After GJK returns it is challenging to extract feature information. It will provide you a separating axis which realizes the closest points. You can then use this axis to find the support faces on each shape. That means you scan for the most parallel face normal on A and anti-parallel face normal on B. You can then clip these faces to build a manifold. You would need to be careful with the manifold normal direction though. Using the witness features will be very tricky. E.g. you can get edge/edge witness features but these edges are actual diagonal across a face. So you need to make sure that you don't create an incomplete manifold accidentally. The code will become very ugly to handle all cases. In practice you would also need to run another algorithm if GJK detects overlap and you have no separating axis or witness features. As Randy pointed out you can try EPA, SAT or brute force sampling. The implementations for manifold generation that I am aware of use either incremental manifolds (e.g. find one point at a time and collect/reject in a persistent data structure) using a GJK/EPA/Brute Force method (you need the brute force fallback since EPA will fail in practice as well).
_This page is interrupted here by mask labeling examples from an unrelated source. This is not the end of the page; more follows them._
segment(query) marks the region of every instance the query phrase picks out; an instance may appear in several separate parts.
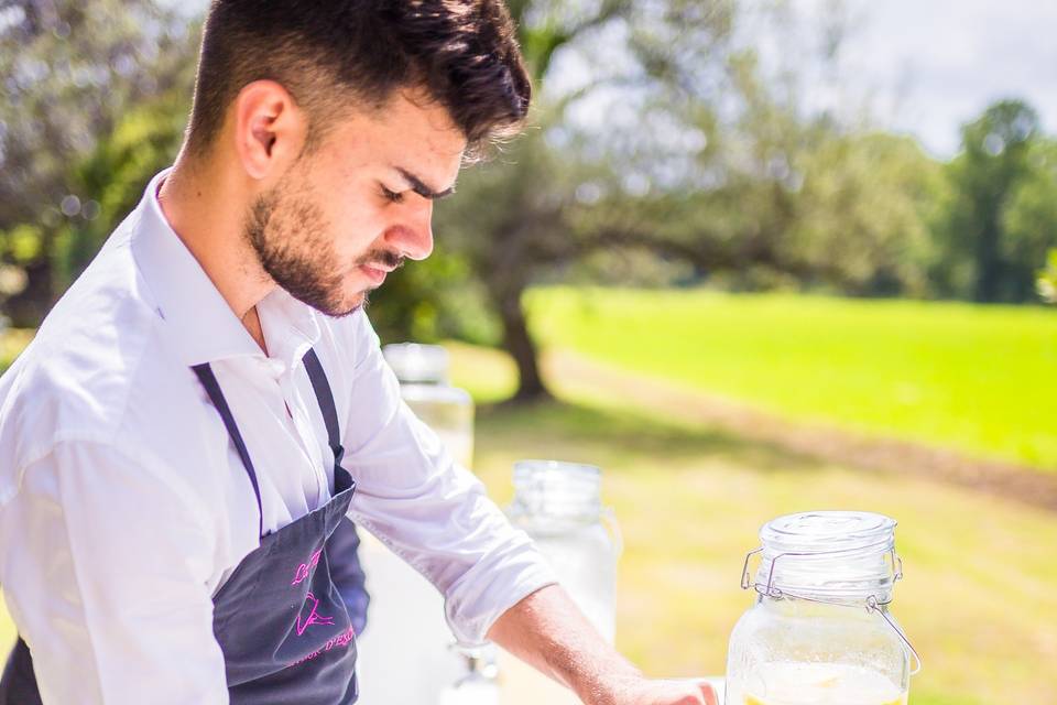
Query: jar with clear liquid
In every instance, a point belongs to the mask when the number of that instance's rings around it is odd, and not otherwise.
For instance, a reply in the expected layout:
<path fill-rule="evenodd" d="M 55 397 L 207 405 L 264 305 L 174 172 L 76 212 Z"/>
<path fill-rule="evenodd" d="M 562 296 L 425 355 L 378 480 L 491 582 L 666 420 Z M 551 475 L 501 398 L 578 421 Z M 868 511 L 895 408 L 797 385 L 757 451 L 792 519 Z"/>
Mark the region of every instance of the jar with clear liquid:
<path fill-rule="evenodd" d="M 462 467 L 473 459 L 473 400 L 448 384 L 448 351 L 439 345 L 396 343 L 382 348 L 400 394 Z"/>
<path fill-rule="evenodd" d="M 742 571 L 756 598 L 730 637 L 728 705 L 906 705 L 920 660 L 889 610 L 895 523 L 817 511 L 763 527 Z"/>
<path fill-rule="evenodd" d="M 603 639 L 617 632 L 617 561 L 623 550 L 617 520 L 602 507 L 601 470 L 556 460 L 514 464 L 514 499 L 506 513 L 554 568 L 562 587 Z M 505 652 L 503 693 L 515 702 L 579 704 L 571 693 Z"/>
<path fill-rule="evenodd" d="M 447 351 L 435 345 L 403 343 L 386 345 L 382 352 L 400 380 L 403 400 L 437 434 L 455 462 L 470 468 L 473 402 L 469 393 L 448 384 Z M 360 701 L 369 705 L 435 704 L 444 693 L 448 698 L 464 697 L 455 702 L 467 705 L 492 705 L 487 695 L 490 688 L 494 691 L 494 681 L 468 680 L 466 660 L 449 648 L 455 637 L 437 589 L 374 536 L 360 535 L 360 560 L 371 594 L 367 630 L 358 637 Z M 408 673 L 414 677 L 407 677 Z M 449 692 L 456 682 L 458 691 Z M 467 701 L 470 695 L 477 699 Z"/>

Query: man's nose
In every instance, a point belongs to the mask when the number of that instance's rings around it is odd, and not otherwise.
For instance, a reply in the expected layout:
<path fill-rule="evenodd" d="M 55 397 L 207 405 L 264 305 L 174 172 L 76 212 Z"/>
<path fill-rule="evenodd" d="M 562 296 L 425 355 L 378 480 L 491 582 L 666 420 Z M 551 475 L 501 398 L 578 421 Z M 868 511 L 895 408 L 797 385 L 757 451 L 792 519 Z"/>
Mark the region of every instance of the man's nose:
<path fill-rule="evenodd" d="M 412 196 L 390 228 L 389 241 L 410 260 L 424 260 L 433 252 L 433 202 Z"/>

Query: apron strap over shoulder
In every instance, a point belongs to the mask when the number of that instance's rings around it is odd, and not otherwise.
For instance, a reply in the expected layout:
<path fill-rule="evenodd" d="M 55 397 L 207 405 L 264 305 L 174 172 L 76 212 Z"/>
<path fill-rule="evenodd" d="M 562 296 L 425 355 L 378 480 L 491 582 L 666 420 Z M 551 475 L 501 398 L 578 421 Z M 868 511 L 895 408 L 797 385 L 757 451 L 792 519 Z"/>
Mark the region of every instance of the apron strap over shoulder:
<path fill-rule="evenodd" d="M 305 369 L 308 371 L 308 379 L 312 380 L 312 389 L 316 392 L 323 421 L 327 425 L 327 443 L 334 452 L 334 464 L 341 465 L 345 448 L 341 447 L 341 436 L 338 431 L 338 411 L 334 404 L 334 392 L 330 391 L 330 382 L 327 381 L 327 376 L 323 371 L 319 357 L 312 348 L 305 352 Z"/>
<path fill-rule="evenodd" d="M 190 369 L 195 371 L 201 386 L 206 388 L 206 393 L 209 394 L 209 400 L 213 401 L 213 405 L 217 412 L 219 412 L 220 419 L 224 420 L 228 435 L 231 436 L 231 441 L 235 442 L 235 447 L 239 452 L 239 457 L 242 459 L 246 473 L 250 476 L 250 484 L 253 486 L 253 494 L 257 496 L 258 535 L 263 536 L 264 509 L 261 506 L 261 488 L 257 482 L 257 470 L 253 469 L 250 452 L 246 449 L 246 442 L 242 441 L 242 434 L 239 433 L 239 427 L 235 423 L 235 416 L 231 415 L 228 400 L 224 398 L 224 392 L 220 391 L 220 383 L 217 382 L 217 376 L 214 375 L 213 368 L 209 367 L 208 362 L 195 365 Z"/>

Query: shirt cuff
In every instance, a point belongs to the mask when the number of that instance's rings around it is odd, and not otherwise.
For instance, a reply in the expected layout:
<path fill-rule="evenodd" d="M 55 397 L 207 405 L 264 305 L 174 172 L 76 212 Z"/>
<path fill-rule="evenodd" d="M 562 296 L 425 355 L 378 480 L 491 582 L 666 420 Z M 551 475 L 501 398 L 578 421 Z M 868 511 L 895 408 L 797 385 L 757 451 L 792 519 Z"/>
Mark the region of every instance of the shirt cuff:
<path fill-rule="evenodd" d="M 542 587 L 558 582 L 554 570 L 524 532 L 514 552 L 489 556 L 461 576 L 445 598 L 448 627 L 459 646 L 477 647 L 503 612 Z"/>

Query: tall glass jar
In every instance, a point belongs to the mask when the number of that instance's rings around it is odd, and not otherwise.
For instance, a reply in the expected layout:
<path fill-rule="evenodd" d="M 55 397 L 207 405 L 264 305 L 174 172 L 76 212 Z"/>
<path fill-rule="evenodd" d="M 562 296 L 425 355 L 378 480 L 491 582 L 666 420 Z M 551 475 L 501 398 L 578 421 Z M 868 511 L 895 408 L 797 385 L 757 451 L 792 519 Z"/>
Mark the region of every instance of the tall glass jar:
<path fill-rule="evenodd" d="M 411 410 L 440 436 L 462 467 L 473 459 L 473 400 L 448 384 L 448 351 L 439 345 L 397 343 L 382 348 Z"/>
<path fill-rule="evenodd" d="M 622 550 L 611 510 L 602 507 L 601 470 L 556 460 L 514 464 L 511 522 L 535 541 L 558 582 L 610 643 L 617 631 L 617 560 Z M 500 652 L 503 702 L 579 705 L 569 690 Z"/>
<path fill-rule="evenodd" d="M 761 529 L 742 572 L 756 598 L 730 637 L 728 705 L 906 704 L 917 654 L 889 611 L 902 577 L 895 523 L 816 511 Z"/>
<path fill-rule="evenodd" d="M 473 402 L 469 393 L 448 384 L 447 351 L 403 343 L 386 345 L 382 352 L 400 380 L 403 400 L 440 437 L 455 460 L 469 468 Z M 358 638 L 360 701 L 434 704 L 442 693 L 448 697 L 445 688 L 457 681 L 462 684 L 459 695 L 481 696 L 489 683 L 466 680 L 467 661 L 449 649 L 455 637 L 437 589 L 370 533 L 360 535 L 360 560 L 371 595 L 367 630 Z"/>
<path fill-rule="evenodd" d="M 514 464 L 514 525 L 535 541 L 558 581 L 610 643 L 617 631 L 617 560 L 622 551 L 612 510 L 602 507 L 601 470 L 557 460 Z"/>

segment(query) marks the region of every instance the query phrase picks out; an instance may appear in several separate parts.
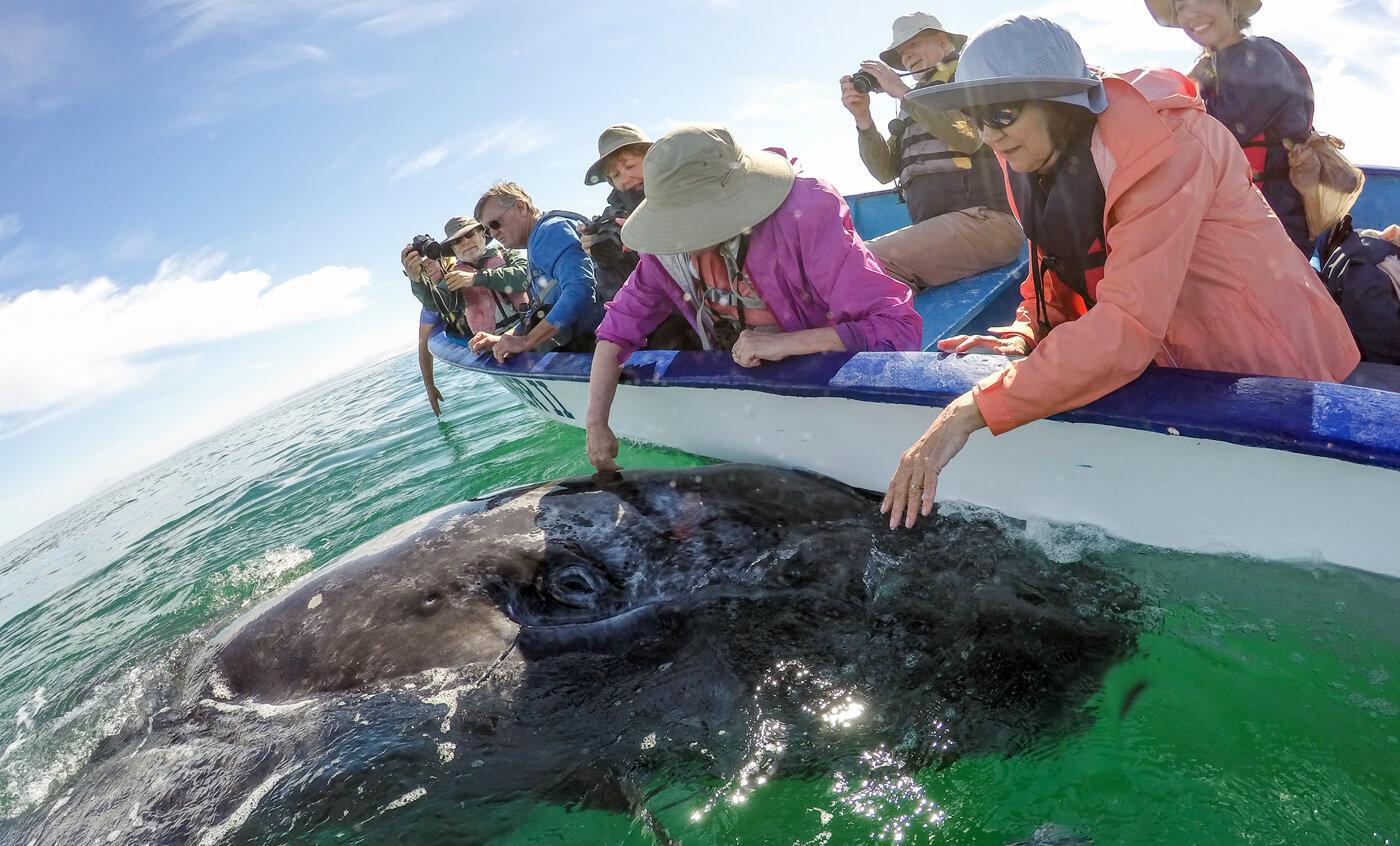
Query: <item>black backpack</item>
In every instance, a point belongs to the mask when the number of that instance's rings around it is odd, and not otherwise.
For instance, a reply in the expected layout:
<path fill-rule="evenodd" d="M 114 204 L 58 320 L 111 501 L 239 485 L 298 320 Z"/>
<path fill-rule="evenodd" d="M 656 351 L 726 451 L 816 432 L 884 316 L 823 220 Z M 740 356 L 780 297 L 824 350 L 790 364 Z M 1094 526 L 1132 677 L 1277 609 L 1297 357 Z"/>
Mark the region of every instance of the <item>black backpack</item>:
<path fill-rule="evenodd" d="M 1400 291 L 1380 269 L 1387 258 L 1400 259 L 1400 247 L 1355 231 L 1348 214 L 1322 255 L 1322 280 L 1351 326 L 1361 360 L 1400 364 Z"/>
Or SAT based full manifolds as I described in my two talks here. http://media.steampowered.com/apps/valve/2013/DGregorius_GDC2013.zip http://media.steampowered.com/apps/valve/2015/DirkGregorius_Contacts.pdf Both will work. I go over limitations a bit in my presentation. Personally I chose the SAT based approach because it can be implemented in one straight forward code path as compared to a GJK/EPA/BF pipeline with all kind of hoops to jump through. Also EPA is a numerical nightmare and none of the publically available implementations I am aware deal with numerical problems and would be useful in real production in my opinion. People are often concerned about the SAT performance (which is still O(n^2) with my suggested optimizations). In practice I found it really doesn't matter whether you call GJK or SAT as your primary collision routine, but what matters is that you don't call them at all utilizing temporal coherence.
13. ## Circle-Circle impulse resolution not working properly

One thing you can do is to setup similar situations both in Randy's and your simulators and step through them side by side. Or write down an analytical solution and confirm your results in debugger. The problem is that you need to debug your code and nobody else is going to do this for you.
14. ## Circle-Circle impulse resolution not working properly

That is Randy's stuff. He is on the forum here and should be able to help. I will ping him...
15. ## Circle-Circle impulse resolution not working properly

One thing I learned over the past years is that with software development in general and physics development in particular is that you want to come to a working solution as fast and easy as possible. From there you want to add one feature at a time always iterating on a working solution. You are currently seeing yourself what a pain it can be to search for a bug without having an idea where to look. If you use a smart incremental approach this helps to keep problems manageable. That is why I suggest getting the simplest problem working first and then add one feature at a time (e.g. penetration recovery and restitution). I don't know which tutorial you are referring to so I cannot comment on this. With game physics you have the problem that there are a couple of good references by industry experts and then a bunch of students essentially rewrite these tutorial for studying purposes and quite often introduce errors reflecting their lack of understanding. So when looking at in-depth tutorial make sure they are from people who know what they are talking about.